Nie chcemy wróżyć z fusów. Na pewno Argentyńczyk ma pełne prawo, by czuć się przez klub oszukany. A teraz jeszcze przez rok musi barwy tego klubu reprezentować i uczestniczyć w projekcie sportowym, w który absolutnie nie wierzy. Być może to oznacza, że rewolucja kadrowa w Barcelonie zostanie odłożona na później. Skoro zostaje Messi, to może i Suareza nikt z klubu wypychać nie będzie?
„Barcelona oszukała Messiego” – mówił Krzysztof Stanowski w swoim dzisiejszym „Stanowisku”

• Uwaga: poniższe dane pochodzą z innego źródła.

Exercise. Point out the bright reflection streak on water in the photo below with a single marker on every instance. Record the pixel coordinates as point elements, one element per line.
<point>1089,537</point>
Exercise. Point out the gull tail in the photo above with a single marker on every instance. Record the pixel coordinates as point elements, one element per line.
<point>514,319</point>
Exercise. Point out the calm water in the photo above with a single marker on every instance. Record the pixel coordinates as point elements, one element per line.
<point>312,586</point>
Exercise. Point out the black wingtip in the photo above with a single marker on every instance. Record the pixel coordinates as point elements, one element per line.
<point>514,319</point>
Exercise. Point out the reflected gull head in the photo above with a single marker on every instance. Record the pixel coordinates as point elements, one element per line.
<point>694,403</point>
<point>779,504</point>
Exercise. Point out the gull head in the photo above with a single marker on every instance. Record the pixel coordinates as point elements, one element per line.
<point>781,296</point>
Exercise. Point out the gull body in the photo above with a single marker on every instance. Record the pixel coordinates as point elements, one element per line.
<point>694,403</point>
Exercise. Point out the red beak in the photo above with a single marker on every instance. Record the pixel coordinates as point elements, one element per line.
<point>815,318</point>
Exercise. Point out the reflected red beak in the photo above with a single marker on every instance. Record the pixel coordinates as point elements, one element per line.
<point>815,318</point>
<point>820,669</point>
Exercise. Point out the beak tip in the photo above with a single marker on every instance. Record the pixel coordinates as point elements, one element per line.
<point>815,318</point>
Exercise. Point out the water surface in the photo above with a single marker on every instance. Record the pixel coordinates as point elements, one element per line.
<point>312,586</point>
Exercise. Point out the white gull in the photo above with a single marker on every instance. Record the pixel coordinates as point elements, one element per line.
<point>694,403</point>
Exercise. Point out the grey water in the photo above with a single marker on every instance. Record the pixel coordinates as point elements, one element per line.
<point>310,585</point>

Czy jest możliwe, że drużyna pod wodzą Koemana odpali, Messi odzyska radość z gry, a następca Bartomeu przedstawi Argentyńczykowi pomysł na klub, który go nieoczekiwanie usatysfakcjonuje? Jest. Ale to jednak mało prawdopodobne, przynajmniej w tej chwili. Znacznie bardziej możliwy jest inny scenariusz. Messi z nosem zwieszonym na kwintę dogra ostatni sezon dla Barcy, a potem odejdzie. Oczywiście z głośnymi fanfarami, a nie w atmosferze sporu wokół klauzuli zapisanych w kontrakcie, co też ma znaczenie. Ale odejdzie za darmo. O rok starszy. Prawdopodobnie po kolejnej porażce w Champions League, być może znów bardzo dotkliwej. Nikt na tym niczego nie zyska.
Barca nie zarobi, Messi straci czas. Na to się zanosi. Ale doświadczenia ostatnich tygodni uczą, że w tej sprawie czeka nas pewnie jeszcze co najmniej kilka dramatycznych zwrotów akcji. Na razie całej awanturze towarzyszy wyłącznie dojmujące poczucie niesmaku i nie wydaje się, by akurat to miało się zmienić w ciągu najbliższego roku.